Fire destroys professor’s old neighborhood

Sarah Brewington | News Editor

Unaware and unprepared. Harbin Hot Springs in Middletown, CA., received the short end of the stick this month, as rapid wildfires spread through their neighborhood destroying the beloved community.

Harbin Hot Springs has been referred to as a hippie commune where people would retreat to enjoy the relaxing pools fueled by the hot springs and the clothing optional environment that elicited a peaceful communal way of living.

In 1992, Communication Studies professor at the University of San Diego, Thomas O’Rourke, moved to Harbin Hot Springs where he spent the next seven years becoming involved in the community.  

O’Rourke now lives in San Diego, but still has many friends who live in Harbin Hot Springs. He explains that he still knew many of the people that worked and lived at the Hot Springs.

“There were about 280 people currently [residing] and I probably knew half of them very well,” O’Rourke said.

O’Rourke explained that he works in marketing communications for Harbin Hot Springs now, which includes responsibilities from sending out a newsletter to hiring security. O’Rourke has been up to date with the situation and touched on how the community has been dealing.

“Just the last 24 hours has been especially tough,” O’Rourke said. “They are actually dealing with the situation rather well. I am really impressed with how well they are doing. For many of them they lost all of their possessions, then they lost their house or apartment or wherever they were living, that doesn’t exist anymore. Then they lost their job. Harbin, because it is burned, terminated everyone yesterday. Now they have no job.”

Harbin Hot Springs not only employed many people, it also served as a place of belonging. O’Rourke finds it disheartening that so many adults have lost their home.  

“The two things that really strike me now is that many of them have lost their place,” O’Rourke said. “As an adult you are attracted to move somewhere because of the place. They moved there for this place, and it burned down. They have lost their community; most people will be packing up and moving. Everything was taken from them, it is just shocking.”

The Harbin Hot Springs Health and Pleasure Resort was built in 1870. Spanning over 5,000 acres of land, the facility had many Victorian-looking buildings. Because of how destructive the fire was, many of these building were lost. O’Rourke hopes that the resort will recover in some form.

“It will never be what it used to be; there were old historic buildings and all of that is gone,” O’Rourke said. “Will it someday open up again? Will it come back in some form? Probably. But how long that will take and what that form will be I don’t know. I can’t imagine.”

While the Harbin community suffers, many neighboring communities have come to their aid.

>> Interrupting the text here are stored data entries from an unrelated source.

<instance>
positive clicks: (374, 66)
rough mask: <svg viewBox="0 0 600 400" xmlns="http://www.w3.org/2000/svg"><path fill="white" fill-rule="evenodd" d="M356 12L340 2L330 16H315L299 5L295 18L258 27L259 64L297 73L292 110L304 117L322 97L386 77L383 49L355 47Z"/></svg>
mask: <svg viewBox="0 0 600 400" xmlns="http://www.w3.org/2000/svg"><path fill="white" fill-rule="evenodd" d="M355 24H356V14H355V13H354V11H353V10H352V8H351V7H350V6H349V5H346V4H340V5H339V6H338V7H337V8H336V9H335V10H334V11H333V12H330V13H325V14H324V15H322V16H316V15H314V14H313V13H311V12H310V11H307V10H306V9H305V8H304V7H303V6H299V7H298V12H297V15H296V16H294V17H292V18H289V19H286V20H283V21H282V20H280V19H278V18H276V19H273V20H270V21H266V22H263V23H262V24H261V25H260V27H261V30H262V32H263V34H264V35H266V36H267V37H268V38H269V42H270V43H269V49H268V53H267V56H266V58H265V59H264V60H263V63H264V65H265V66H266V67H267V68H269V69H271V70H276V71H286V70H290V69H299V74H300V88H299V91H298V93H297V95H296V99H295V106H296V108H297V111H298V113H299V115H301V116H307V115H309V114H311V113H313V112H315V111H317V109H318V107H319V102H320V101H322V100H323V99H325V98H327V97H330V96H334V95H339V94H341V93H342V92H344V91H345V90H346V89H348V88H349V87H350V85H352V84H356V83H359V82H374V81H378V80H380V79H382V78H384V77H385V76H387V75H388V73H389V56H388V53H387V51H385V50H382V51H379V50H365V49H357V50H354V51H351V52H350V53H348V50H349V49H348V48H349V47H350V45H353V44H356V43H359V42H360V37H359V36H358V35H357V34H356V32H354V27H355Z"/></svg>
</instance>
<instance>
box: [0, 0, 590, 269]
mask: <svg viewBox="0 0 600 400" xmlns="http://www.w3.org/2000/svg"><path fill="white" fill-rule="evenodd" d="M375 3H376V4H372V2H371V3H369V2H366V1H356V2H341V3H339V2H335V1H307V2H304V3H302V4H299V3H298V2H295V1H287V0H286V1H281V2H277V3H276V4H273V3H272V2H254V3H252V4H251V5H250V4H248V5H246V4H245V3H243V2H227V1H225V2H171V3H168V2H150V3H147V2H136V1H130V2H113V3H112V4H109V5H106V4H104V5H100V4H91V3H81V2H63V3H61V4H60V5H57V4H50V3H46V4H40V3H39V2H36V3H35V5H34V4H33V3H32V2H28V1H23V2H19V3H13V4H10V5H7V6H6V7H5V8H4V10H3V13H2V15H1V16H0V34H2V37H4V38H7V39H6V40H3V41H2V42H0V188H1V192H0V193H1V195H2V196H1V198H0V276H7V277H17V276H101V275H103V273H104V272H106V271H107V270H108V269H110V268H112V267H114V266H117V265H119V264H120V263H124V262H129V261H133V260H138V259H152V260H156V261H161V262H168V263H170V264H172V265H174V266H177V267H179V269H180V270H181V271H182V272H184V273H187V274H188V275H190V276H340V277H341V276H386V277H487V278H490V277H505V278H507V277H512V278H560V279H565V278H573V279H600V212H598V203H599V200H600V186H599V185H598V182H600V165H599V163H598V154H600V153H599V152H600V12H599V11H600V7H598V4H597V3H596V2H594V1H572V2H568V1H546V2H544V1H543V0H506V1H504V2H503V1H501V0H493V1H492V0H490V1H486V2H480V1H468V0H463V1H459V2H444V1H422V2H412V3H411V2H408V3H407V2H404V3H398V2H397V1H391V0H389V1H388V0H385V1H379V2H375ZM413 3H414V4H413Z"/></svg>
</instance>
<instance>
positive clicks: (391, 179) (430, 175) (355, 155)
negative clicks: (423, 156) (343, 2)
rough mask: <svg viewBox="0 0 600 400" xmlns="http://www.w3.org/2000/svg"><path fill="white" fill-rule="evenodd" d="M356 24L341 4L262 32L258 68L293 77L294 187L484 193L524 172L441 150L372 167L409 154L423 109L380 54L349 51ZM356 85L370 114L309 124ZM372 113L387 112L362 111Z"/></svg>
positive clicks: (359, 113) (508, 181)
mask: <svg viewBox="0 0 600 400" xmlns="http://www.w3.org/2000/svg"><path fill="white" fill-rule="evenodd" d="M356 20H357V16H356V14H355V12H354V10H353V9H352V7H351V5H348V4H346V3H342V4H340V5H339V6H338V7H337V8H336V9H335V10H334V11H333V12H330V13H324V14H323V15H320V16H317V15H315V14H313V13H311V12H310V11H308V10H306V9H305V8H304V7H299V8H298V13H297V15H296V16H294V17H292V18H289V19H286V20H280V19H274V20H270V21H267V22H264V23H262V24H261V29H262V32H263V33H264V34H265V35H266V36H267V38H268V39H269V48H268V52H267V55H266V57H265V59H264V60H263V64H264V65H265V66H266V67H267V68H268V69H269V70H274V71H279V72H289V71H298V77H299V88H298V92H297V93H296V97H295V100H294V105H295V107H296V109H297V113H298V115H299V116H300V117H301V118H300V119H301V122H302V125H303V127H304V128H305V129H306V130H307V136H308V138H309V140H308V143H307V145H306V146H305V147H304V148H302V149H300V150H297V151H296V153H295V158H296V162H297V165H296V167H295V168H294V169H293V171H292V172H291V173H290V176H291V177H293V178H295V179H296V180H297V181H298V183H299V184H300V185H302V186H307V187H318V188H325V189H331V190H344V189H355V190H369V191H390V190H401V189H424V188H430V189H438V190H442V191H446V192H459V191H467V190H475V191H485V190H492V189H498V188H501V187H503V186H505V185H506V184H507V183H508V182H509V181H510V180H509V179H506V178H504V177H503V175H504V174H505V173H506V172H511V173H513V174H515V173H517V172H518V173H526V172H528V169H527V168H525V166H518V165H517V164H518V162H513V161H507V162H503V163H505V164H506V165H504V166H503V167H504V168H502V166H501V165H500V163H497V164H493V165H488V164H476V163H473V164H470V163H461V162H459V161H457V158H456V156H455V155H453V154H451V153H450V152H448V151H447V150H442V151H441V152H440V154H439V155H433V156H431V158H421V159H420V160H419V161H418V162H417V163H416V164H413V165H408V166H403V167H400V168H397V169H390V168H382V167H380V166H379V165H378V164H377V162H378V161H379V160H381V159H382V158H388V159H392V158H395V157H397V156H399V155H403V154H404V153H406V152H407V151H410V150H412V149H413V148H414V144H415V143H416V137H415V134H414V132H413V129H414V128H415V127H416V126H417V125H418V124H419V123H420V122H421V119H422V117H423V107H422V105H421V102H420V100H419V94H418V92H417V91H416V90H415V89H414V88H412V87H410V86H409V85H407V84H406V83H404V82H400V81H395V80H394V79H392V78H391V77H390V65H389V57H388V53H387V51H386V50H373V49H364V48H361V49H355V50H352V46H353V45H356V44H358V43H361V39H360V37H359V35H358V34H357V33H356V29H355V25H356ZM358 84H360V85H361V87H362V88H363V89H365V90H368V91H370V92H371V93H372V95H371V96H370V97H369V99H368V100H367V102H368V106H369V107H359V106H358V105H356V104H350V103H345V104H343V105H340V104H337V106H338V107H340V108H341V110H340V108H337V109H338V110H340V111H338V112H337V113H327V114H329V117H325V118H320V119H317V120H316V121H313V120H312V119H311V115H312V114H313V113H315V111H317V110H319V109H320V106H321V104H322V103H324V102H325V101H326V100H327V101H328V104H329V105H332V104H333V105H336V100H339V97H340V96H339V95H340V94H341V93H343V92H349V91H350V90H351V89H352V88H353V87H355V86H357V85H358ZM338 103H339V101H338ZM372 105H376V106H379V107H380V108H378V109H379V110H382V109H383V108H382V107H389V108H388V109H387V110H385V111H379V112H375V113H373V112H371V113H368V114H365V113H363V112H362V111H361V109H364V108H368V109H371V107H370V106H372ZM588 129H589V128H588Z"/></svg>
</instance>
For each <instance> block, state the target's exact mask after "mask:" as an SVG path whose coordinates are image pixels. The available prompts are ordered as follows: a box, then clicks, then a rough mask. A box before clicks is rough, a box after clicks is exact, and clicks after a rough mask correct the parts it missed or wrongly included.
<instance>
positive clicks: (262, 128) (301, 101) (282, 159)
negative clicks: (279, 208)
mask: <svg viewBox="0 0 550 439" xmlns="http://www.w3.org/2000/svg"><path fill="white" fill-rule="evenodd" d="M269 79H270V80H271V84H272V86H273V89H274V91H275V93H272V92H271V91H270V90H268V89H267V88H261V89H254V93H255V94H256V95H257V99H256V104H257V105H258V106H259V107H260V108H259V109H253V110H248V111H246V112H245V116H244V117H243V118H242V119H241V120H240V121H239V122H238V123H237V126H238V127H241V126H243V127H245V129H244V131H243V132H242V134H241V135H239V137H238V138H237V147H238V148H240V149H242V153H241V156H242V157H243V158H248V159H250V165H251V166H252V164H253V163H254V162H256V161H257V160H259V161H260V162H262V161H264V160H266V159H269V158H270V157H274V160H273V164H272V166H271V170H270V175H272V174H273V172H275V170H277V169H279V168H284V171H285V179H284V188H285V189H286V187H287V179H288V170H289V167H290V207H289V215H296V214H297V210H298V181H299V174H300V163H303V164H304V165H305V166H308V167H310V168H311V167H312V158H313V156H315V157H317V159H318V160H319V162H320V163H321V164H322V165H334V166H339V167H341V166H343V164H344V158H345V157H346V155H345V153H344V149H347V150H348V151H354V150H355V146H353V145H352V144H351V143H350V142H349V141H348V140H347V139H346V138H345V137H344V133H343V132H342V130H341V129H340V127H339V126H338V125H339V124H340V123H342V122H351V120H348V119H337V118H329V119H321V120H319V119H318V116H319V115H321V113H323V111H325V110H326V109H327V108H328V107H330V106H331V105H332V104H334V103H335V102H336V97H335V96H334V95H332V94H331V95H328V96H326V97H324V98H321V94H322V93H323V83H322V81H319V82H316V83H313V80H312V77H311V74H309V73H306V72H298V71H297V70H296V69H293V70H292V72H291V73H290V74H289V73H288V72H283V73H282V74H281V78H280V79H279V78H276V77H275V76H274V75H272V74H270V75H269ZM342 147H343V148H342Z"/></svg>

O’Rourke started a fundraiser with a couple of colleagues to help the survivors.

“I set up a fundraising campaign with one of the managers and so far we have raised more than $100,000 in PayPal donations,” O’Rourke said. “And that will go directly to the residents.”  

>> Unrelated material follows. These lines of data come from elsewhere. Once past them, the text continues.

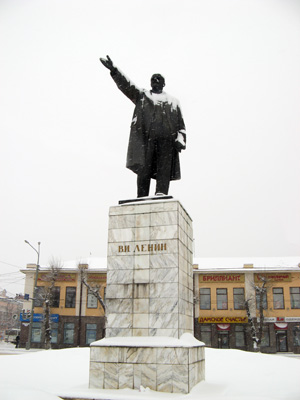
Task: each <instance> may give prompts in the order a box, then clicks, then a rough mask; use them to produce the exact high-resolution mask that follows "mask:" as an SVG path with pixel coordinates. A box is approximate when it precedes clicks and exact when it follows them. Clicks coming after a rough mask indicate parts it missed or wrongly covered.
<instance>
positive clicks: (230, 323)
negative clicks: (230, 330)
mask: <svg viewBox="0 0 300 400" xmlns="http://www.w3.org/2000/svg"><path fill="white" fill-rule="evenodd" d="M198 322H199V323H200V324H246V323H247V322H248V318H247V317H199V318H198Z"/></svg>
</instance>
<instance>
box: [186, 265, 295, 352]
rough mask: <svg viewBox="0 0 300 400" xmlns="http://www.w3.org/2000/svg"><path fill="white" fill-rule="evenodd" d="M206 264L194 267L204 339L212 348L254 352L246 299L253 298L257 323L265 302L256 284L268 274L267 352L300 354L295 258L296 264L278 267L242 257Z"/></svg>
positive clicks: (196, 331)
mask: <svg viewBox="0 0 300 400" xmlns="http://www.w3.org/2000/svg"><path fill="white" fill-rule="evenodd" d="M224 260H226V263H225V264H226V265H225V266H224ZM265 261H266V259H264V262H265ZM277 261H278V260H277ZM200 262H201V266H200V268H198V265H195V269H194V288H195V336H196V337H197V338H198V339H200V340H202V341H204V342H205V343H206V345H207V346H211V347H216V348H217V347H219V348H240V349H245V350H252V349H253V343H252V340H251V332H250V325H249V323H248V322H249V321H248V317H247V312H246V308H245V300H249V306H250V307H249V308H250V318H253V319H254V321H256V320H257V318H258V304H257V303H258V301H259V297H258V294H257V291H256V287H260V286H261V285H262V278H266V279H265V280H266V282H267V283H266V295H265V296H264V298H263V306H264V322H265V324H264V332H263V341H262V348H261V350H262V351H264V352H276V351H282V352H288V351H291V352H296V353H299V352H300V268H299V266H298V265H297V264H296V263H295V262H294V264H293V265H292V266H287V265H286V264H285V263H280V262H279V264H277V265H278V266H274V265H273V266H272V265H269V266H265V265H264V266H263V267H261V266H259V265H258V266H256V265H253V264H241V265H240V264H239V263H238V262H237V259H235V260H233V261H232V264H230V260H229V259H223V260H219V262H218V261H216V262H215V264H214V266H212V265H211V263H209V262H208V263H207V265H206V266H205V260H200ZM222 264H223V267H222ZM234 264H235V266H234ZM280 264H281V265H280ZM230 265H231V266H230ZM239 265H240V266H239ZM275 265H276V264H275Z"/></svg>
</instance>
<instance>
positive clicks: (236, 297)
mask: <svg viewBox="0 0 300 400" xmlns="http://www.w3.org/2000/svg"><path fill="white" fill-rule="evenodd" d="M233 303H234V309H235V310H244V309H245V295H244V289H243V288H234V289H233Z"/></svg>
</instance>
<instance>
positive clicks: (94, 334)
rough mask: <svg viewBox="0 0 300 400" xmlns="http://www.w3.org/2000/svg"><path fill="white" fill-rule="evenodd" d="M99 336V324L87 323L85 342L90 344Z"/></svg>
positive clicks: (87, 343)
mask: <svg viewBox="0 0 300 400" xmlns="http://www.w3.org/2000/svg"><path fill="white" fill-rule="evenodd" d="M96 337H97V324H86V329H85V342H86V344H90V343H92V342H94V341H95V340H96Z"/></svg>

While Professor O’Rourke explained that help has been needed, he went on to say that there was nothing else that can be done right now. The residents have everything they need in terms of emergency supplies. O’Rourke himself will be going to Harbin next week to assist the residents and help them look for their lost possessions.

O’Rourke reminisced about the special qualities that Harbin had, in its heyday.

“It was a multi-million dollar retreat center but it still had the hippie flavor,” O’Rourke said.

“They were doing yoga there before everybody else was doing yoga. They were doing mediation before everyone else was doing it. It was a place where the children were born in tepees and had floral names. They hung onto the great things that came out of the 60s and 70s like better eating, holistic health and honest open communication. The guys had long hair and the women had peasant dresses.”

While much of the place is gone, O’Rourke and many of its residents still have the memories of such a sanctuary.

“It was a super beautiful place,” O’Rourke said. “It was a very meditative quiet world, a beautiful accepting place. Anyone could come there and be and feel okay.”

O’Rourke strongly advised organizations and institutions to invest in some sort of emergency plan, to avoid the frustration that the community members of Harbin endured.

While the fire has been 75 percent contained, the residents have lifetimes of ashes to comb through, in the hopes of discovering treasured keepsakes and beloved mementos.